Programmers are People, Too

Programming language and API designers can learn a lot from the field of human-factors design.

KEN ARNOLD, INDEPENDENT CONSULTANT

I would like to start out this article with an odd, yet surprisingly uncontroversial assertion, which is this: programmers are human.

I wish to use this as a premise to explore how to improve the programmer’s lot. So, please, no matter your opinion on the subject, grant me this assumption for the sake of argument.

One could go many places with this premise, but what concerns me here is the following consequence: if programmers are human, then the study of human factors ought to shed some light on how to design the most basic tools programmers use: APIs, programming languages, and the like.

Just to be clear, when I say human factors, I am referring to the design practices for all things people use, not just human-computer interaction (HCI). People who design doorknobs, car dashboards, graphical layouts, and martini shakers have a long head start on HCI, and good HCI practitioners look to this experience to inform their own work. Now it’s our turn.

The human-factors folks have been doing research and establishing approaches and rules of thumb for years, but rarely if ever do we directly apply them to our API designs. This is a major failing. When we discuss design principles, we should leverage all the tools that can be made to serve. Tools that help us understand how to make something more usable with fewer errors and more comfort—the basic focus of human-factors research—should be embraced and adapted. I firmly believe that importing the decades of this research into how we approach API and other software designs can make a rapid and impressive improvement in productivity and reduced bug rates.

FIRST EXAMPLE: PROGRESSIVE DISCLOSURE

As API designers we may talk about a trade-off between simplicity and power, but we can look to human factors to find tools to address it. One such tool is progressive disclosure: rather than put expert-level features at the same level as basic ones, you put them behind a door marked “expert.” Consider the car, where most folks can work with the controls in the cabin but, with a few exceptions (such as washer fluid), they never need to open the hood. You know the engine is there, but most people just leave that part alone. A few experts do open it up and adjust the car with these expert-level controls, and if you want to do it, you know where to look. But if operating a car presented you with the entire engine as a control structure, most humans would find driving dauntingly complex, even if they just had to learn not to look at “all them wires and tubes and valves and things.”

You see progressive disclosure fairly often in GUI designs, typically as an Advanced or Expert button. This might expose settings for Web proxies in a browser or a rarely needed configuration for adjusting color balances on a printer.
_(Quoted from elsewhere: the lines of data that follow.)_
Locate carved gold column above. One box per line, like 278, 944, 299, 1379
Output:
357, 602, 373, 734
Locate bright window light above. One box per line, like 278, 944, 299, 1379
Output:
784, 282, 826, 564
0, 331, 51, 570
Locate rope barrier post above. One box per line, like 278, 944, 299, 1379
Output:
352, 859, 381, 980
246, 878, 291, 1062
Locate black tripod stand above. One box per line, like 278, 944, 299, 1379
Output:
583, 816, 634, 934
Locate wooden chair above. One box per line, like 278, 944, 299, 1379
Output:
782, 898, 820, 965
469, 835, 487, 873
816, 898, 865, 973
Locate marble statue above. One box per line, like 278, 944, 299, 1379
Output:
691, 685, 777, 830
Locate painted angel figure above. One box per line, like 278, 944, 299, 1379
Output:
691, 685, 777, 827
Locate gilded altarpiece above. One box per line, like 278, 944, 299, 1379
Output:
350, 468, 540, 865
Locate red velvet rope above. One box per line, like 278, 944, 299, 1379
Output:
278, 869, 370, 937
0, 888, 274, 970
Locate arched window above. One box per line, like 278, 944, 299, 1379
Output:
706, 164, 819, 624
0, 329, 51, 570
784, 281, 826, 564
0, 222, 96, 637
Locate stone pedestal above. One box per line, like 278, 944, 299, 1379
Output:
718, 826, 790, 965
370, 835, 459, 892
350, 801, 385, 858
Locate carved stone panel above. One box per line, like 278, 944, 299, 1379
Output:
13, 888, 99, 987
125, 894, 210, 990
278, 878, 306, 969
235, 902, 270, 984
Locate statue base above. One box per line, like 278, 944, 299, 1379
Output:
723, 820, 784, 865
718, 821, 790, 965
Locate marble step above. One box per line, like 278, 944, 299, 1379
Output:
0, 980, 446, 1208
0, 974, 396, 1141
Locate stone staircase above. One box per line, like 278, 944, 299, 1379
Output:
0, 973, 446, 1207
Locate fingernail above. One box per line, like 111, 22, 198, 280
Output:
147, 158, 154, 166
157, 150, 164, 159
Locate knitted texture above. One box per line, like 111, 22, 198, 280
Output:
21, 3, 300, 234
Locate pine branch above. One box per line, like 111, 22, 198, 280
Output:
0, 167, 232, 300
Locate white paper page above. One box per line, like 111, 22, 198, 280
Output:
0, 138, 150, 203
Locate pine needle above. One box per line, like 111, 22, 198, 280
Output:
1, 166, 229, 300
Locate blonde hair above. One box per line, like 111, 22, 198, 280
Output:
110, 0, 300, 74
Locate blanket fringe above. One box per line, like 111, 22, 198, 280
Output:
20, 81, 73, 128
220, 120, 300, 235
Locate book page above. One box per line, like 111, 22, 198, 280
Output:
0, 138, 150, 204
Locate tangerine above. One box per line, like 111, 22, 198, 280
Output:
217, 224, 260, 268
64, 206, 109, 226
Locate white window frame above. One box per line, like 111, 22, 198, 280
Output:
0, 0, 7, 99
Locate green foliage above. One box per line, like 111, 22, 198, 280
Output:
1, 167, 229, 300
We could do the same thing with APIs. For example, the Java Swing JButton class—the basic GUI button—has well over 100 methods. But if you think about GUI buttons, there are only a half-dozen things you typically care about most of the time. When presented with this massive complexity, how are you to tell where to start? Should you be adjusting the preferred or minimum size? What happens if you change the text? Do you need to fire those things called “change listeners,” and if so, which kind?

To start getting this nonsense under control, you can start by breaking the JButton methods down into three major groups:

The basic methods needed by most of us (set text/icon, add a callback listener for when the button is pressed).
The expert methods for folks who want to get in and tweak (the font, color, border style).
The integration methods needed by folks who write GUI widgets in Swing, who are a very rare breed of programmer (sizes, firing off change listeners, re-parenting).

Now we could use progressive disclosure to help reduce the complexity of that JButton class: put the expert stuff in an object returned by a getExpertKnobs() method, and the graphics subsystem hooks in an object returned by a getIntegrationHooks() method, and you would be left with a button API that had just a handful of methods—the basic methods we all need.

The overall system would be a bit more complex if you simply count methods and types, but you should not fall into the trap of thinking all methods are the same. If you look at what is presented to the programmer, the system would go from well over 100 methods to consider when using a button to fewer than 10. All the power would be present and available, but only when you wanted it. For the most part, you could ignore it completely because they would be behind “doors” labeled, “You probably don’t need to look here.” If one were sufficiently brutal in exiling functionality to behind the doors, the API would almost be self-explanatory to the nonexpert user. (To be fair, Swing is not unique in its complexity. This malaise seems to infect most GUI frameworks of note, including the Microsoft Foundation Classes, the X11 toolkits, and so on.)

What progressive disclosure does here is reduce the surface area, a term I use to talk about how much users have to understand about something before feeling confident they can use it. The more methods in an API, the more a user has to read through and understand before knowing, for example, if changing the label is something as simple as calling setText or if one those other methods affects this. The larger the surface area, the harder it is to learn to use the tool well for even simple applications.

SECOND EXAMPLE: THE AUDIENCE

Another human-factors approach that could be applied to programmer tools is to consider the audience (sometimes called the user model). A good UI design has a notion of audience: What kinds of people are we designing for? What do they know, not know, and expect? If a UI has a clear and consistent audience, it is easier for users to make predictions about what the system will do. This reduces unpleasant surprises and means that the users can guess how to do things without reading the documentation (which they hardly ever do). Sounds like a pretty good feature in a programming language or API, doesn’t it?

This can work even if the user is not a part of the targeted audience. If you present a consistent model of some known kind of user, other kinds of users can potentially adapt, consciously or otherwise thinking via the role of the target user.

If you apply this question to C++, for example, you will find major problems. Sometimes C++ believes that programmers like to have the compiler do obvious things on their behalf and correct the compiler when it’s wrong. C++ will, for example, generate a default copy constructor that can create a copy of your type of object. Yes, the default copy constructor can be wrong, but it is right fairly often, so the language gives you a hand. If it’s wrong, any C++ programmer should know enough to provide a replacement that does work properly.

At other times C++ has a different model of the user: it believes that it should do nothing that stands a chance of being wrong, no matter how many times an obvious assumption would be right. One example is what doesn’t happen if you define how to check if two objects are equivalent (overriding the == operator). It seems obvious that knowing if two objects are equivalent would let you know if they are not equivalent. That is, knowing how to test x == y, then x != y can be thought of as !(x == y).

But C++ does not define != for you because it is possible in some odd cases that this is not true, though the number of such cases must be infinitesimal. It is surely wrong in many fewer cases than the default copy constructor is wrong.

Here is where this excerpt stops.